The latest efforts to repair the deep drilled oil well – so deep even military divers can’t get down there, only robots can handle the pressures at those depths – was supposed to be “the” fix to finally stop the oil.

Less than 12-hours after it began, this fool-proof fix made fools of us all.

Or did it?

Granted, BP’s stock price has ridden the ups and downs of this fiasco, the company has had to shell out billions of dollars, and even took a very public dressing down from the most powerful man in the world – American President Barack Obama.

However, as the old saying goes, any press, is good press.

Despite the negative comments hurled at BP for creating the world’s worst human-caused environmental disaster – even when compared to the Chernobyl nuclear accident in 1986 – BP has been consistently in the press for the past three-months.

That’s not all bad, because the more your name is out there, the more valuable your business is.
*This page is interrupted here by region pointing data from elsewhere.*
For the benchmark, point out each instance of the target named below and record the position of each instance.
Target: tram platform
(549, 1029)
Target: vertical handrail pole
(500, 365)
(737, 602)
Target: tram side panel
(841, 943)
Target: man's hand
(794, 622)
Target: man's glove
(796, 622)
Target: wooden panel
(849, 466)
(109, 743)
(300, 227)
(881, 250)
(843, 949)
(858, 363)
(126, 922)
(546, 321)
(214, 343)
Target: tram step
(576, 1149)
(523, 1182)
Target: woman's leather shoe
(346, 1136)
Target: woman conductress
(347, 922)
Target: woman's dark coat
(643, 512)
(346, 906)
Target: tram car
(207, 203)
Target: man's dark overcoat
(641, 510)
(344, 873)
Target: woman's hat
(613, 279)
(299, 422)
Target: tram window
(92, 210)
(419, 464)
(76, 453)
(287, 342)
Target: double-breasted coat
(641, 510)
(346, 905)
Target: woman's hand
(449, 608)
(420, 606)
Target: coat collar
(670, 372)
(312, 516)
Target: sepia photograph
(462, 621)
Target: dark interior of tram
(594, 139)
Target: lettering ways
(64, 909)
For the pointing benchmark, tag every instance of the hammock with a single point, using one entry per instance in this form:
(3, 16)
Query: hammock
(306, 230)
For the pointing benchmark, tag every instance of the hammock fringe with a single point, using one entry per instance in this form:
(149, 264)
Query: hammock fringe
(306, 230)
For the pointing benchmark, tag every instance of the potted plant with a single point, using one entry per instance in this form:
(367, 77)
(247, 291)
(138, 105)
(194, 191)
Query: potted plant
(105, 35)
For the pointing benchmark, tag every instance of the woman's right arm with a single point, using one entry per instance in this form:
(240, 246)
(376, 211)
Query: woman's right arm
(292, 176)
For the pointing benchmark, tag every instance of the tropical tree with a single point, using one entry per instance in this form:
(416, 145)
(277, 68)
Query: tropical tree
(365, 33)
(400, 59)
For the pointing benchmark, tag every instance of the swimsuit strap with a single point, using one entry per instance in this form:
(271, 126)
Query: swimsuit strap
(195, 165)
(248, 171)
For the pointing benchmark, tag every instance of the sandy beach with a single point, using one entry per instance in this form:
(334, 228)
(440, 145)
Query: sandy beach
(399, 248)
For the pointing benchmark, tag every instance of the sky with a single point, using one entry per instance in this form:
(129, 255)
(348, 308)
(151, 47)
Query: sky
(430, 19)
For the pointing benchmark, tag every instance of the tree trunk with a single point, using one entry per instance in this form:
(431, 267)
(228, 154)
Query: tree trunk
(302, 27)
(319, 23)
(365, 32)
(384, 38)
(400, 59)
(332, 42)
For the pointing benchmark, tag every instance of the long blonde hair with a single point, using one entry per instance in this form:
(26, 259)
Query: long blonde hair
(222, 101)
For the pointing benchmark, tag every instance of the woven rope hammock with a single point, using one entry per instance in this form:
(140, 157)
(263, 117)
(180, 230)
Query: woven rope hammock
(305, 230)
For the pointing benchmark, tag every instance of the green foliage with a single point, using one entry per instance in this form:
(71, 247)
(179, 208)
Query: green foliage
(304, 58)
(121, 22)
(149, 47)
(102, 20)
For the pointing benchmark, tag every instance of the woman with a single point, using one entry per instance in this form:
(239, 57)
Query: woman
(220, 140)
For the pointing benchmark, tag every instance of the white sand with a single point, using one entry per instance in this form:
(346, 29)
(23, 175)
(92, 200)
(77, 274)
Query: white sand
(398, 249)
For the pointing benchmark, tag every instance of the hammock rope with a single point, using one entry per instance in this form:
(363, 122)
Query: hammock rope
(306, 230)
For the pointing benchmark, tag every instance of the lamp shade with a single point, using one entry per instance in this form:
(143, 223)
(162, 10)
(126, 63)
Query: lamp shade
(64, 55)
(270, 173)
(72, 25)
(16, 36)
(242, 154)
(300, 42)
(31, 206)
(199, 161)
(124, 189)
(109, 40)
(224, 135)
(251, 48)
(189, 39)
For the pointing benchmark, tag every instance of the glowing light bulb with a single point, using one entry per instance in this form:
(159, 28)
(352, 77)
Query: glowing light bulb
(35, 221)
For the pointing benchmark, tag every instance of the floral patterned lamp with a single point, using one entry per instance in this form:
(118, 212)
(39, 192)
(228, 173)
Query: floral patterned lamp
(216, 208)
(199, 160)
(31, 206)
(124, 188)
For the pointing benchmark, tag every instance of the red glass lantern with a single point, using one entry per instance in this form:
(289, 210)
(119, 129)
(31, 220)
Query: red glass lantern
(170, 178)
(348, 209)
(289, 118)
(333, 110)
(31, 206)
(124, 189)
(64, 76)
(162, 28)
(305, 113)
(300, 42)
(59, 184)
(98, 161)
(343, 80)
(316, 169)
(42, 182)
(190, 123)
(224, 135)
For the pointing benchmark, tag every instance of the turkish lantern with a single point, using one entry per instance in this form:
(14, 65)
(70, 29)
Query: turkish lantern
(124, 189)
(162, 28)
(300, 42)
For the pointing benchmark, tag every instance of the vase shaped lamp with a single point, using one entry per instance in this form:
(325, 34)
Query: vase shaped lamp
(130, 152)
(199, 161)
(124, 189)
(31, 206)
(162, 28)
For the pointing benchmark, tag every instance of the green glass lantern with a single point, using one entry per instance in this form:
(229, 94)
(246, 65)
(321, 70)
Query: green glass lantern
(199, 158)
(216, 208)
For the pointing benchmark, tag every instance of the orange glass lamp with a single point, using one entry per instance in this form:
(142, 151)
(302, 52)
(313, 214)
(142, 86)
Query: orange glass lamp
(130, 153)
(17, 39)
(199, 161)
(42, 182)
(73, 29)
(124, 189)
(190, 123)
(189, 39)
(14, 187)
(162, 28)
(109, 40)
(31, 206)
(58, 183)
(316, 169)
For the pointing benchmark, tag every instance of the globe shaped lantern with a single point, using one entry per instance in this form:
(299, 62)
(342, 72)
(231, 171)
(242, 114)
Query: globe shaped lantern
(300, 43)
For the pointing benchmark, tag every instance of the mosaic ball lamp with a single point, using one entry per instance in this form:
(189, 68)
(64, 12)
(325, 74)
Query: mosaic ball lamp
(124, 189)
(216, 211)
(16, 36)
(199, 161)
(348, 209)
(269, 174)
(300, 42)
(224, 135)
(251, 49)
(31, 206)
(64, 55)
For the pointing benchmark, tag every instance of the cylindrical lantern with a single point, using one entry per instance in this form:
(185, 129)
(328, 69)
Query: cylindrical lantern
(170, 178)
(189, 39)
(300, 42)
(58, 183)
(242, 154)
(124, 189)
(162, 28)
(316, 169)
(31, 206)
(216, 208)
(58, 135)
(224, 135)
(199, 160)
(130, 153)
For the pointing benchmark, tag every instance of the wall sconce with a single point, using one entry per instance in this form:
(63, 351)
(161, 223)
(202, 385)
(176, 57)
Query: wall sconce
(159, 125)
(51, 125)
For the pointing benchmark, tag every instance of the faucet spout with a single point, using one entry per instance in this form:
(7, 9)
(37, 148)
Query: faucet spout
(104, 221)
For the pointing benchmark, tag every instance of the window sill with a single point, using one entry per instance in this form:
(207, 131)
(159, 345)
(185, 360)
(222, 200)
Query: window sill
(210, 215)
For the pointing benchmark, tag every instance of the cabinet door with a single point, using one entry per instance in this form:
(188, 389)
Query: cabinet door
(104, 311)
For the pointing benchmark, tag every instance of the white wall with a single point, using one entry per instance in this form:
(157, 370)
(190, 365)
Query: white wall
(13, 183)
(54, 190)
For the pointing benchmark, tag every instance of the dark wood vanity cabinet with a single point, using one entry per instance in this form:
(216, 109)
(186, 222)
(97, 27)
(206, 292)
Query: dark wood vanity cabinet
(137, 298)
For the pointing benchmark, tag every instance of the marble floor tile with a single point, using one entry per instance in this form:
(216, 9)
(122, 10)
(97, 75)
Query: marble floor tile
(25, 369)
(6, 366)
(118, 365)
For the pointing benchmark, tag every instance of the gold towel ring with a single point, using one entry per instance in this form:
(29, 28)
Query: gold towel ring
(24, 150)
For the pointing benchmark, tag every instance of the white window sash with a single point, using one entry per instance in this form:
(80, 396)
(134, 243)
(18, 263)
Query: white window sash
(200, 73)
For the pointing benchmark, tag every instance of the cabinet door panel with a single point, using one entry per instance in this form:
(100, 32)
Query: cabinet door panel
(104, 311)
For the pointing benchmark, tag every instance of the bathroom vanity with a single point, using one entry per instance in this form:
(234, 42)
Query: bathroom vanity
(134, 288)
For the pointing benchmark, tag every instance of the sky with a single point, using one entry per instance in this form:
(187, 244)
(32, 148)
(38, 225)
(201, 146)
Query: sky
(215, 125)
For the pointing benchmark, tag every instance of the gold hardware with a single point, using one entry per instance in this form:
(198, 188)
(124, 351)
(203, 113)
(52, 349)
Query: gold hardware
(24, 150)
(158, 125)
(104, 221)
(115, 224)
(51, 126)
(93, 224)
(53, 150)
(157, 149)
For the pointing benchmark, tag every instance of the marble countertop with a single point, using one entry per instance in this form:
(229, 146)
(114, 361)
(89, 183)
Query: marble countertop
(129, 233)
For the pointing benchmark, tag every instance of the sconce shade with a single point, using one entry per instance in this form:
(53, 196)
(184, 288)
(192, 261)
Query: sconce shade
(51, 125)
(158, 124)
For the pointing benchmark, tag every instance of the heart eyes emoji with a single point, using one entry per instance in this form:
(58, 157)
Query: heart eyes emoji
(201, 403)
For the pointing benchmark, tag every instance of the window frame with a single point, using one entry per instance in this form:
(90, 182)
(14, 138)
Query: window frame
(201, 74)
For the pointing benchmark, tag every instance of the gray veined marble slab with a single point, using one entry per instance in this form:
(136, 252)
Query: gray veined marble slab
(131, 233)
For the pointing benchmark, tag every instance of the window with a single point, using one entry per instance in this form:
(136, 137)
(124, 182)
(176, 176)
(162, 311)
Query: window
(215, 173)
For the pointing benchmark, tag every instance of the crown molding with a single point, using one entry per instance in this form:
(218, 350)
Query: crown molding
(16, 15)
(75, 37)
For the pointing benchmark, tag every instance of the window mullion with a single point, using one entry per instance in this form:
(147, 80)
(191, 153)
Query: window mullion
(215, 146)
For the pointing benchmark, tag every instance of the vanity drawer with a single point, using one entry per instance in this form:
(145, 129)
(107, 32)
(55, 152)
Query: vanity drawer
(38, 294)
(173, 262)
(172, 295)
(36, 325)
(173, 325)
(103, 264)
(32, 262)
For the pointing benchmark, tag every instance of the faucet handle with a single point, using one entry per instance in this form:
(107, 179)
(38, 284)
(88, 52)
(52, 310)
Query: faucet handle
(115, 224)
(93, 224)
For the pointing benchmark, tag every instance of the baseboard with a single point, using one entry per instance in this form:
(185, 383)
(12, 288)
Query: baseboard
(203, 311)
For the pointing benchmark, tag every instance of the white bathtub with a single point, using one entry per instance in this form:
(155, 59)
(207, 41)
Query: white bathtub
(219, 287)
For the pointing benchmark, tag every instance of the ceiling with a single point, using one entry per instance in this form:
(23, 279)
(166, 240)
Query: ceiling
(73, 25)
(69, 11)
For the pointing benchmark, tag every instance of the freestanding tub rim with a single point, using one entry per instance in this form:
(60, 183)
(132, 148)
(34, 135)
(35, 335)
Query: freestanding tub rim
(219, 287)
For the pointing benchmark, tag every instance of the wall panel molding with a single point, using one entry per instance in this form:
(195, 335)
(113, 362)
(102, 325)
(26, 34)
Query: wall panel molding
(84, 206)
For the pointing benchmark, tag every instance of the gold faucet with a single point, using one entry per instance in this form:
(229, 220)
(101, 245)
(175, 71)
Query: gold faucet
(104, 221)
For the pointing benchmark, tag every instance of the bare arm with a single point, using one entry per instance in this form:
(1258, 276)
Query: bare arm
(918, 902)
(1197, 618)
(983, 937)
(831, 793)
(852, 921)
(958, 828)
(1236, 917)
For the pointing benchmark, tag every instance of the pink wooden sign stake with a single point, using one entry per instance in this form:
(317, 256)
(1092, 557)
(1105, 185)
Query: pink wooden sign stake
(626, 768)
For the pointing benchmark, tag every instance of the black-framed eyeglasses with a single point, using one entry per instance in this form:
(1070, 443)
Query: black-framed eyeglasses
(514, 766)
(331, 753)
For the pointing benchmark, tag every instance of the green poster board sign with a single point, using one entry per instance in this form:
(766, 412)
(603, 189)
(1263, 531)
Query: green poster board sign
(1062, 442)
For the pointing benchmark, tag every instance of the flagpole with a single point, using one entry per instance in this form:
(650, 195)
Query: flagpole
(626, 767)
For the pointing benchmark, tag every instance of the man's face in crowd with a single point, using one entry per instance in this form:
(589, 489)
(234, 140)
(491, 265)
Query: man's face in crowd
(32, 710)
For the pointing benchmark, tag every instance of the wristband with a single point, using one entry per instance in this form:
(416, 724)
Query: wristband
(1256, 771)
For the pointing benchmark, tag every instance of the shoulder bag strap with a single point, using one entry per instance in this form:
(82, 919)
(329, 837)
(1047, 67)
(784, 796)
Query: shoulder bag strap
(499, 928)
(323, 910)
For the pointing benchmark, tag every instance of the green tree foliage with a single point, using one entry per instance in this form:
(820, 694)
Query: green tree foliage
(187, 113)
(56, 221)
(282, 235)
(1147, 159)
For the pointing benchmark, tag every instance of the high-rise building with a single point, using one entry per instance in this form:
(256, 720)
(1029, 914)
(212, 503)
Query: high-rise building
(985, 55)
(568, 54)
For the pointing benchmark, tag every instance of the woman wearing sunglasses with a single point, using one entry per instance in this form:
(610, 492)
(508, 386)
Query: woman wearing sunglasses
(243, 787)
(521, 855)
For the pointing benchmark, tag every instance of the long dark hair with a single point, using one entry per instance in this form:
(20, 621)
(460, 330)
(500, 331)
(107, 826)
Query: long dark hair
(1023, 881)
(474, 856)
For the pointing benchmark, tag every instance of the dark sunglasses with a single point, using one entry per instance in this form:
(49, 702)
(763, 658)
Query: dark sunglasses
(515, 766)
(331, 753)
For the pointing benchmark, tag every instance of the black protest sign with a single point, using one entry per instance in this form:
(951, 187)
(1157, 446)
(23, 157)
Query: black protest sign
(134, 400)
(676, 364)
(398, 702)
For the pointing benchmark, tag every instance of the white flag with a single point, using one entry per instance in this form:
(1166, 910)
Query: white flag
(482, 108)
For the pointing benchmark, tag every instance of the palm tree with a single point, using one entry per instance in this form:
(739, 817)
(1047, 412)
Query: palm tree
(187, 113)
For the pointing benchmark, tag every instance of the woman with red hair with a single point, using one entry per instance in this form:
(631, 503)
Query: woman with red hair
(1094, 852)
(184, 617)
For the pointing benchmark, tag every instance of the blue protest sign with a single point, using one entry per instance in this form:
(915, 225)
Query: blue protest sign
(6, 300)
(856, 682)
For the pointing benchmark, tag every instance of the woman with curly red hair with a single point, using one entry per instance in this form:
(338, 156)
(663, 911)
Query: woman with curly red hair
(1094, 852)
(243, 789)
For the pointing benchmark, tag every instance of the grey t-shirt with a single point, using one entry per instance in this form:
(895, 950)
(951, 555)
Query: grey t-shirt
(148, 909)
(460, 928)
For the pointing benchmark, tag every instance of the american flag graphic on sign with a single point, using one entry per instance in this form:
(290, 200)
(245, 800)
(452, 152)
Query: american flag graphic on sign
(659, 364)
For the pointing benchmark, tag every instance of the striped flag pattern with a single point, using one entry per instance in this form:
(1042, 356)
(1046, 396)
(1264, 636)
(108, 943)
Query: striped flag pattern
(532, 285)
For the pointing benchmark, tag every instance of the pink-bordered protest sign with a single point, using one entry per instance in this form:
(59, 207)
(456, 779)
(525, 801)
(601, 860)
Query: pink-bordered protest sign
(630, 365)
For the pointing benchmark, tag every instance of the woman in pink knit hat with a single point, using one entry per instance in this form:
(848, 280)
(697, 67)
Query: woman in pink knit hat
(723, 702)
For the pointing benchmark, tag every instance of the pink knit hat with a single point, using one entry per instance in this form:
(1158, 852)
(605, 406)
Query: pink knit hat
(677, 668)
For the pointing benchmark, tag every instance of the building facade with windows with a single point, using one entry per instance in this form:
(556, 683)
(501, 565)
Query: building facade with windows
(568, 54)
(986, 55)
Sure it isn’t good news, but that hasn’t stopped BP from making money.

And that’s why the question has been raised, that maybe BP is intentionally stalling it’s clean up efforts in the Gulf of Mexico.

What a horrible thing to say! To think that major, multinational company would intentionally do harm to the environment just to increase its value.

However it isn’t completely without basis, major multinational companies have gone to great lengths in the past to succeed, even when it means doing things not exactly kosher.

Just look at the Enron scandal, where the company intentionally mislead investors by over inflating it’s profits by $1 billion dollars in 2001. This lead to criminal convictions, suicides by executives, and the eventual failure of the company.

Or look at American Airlines, which has repeatedly delayed repairs ordered by the American government’s Federal Aviation Authority (FAA) regarding its fleet of aging MD-80 airliners. Some of these repairs could affect the lives of everyone on-board, as failing to repair cracks to pressure bulkheads could cause the cabin to depressurize, leading to the catastrophic loss of the plane.

Clearly, business ethics aren’t front and center in the hearts and minds of the world’s corporate elite.

So, is BP stalling to make the most of a bad situation?

Only the time will tell.

Meanwhile, the environment and those who live in the affected areas continue to suffer, due to BP’s continued negligence.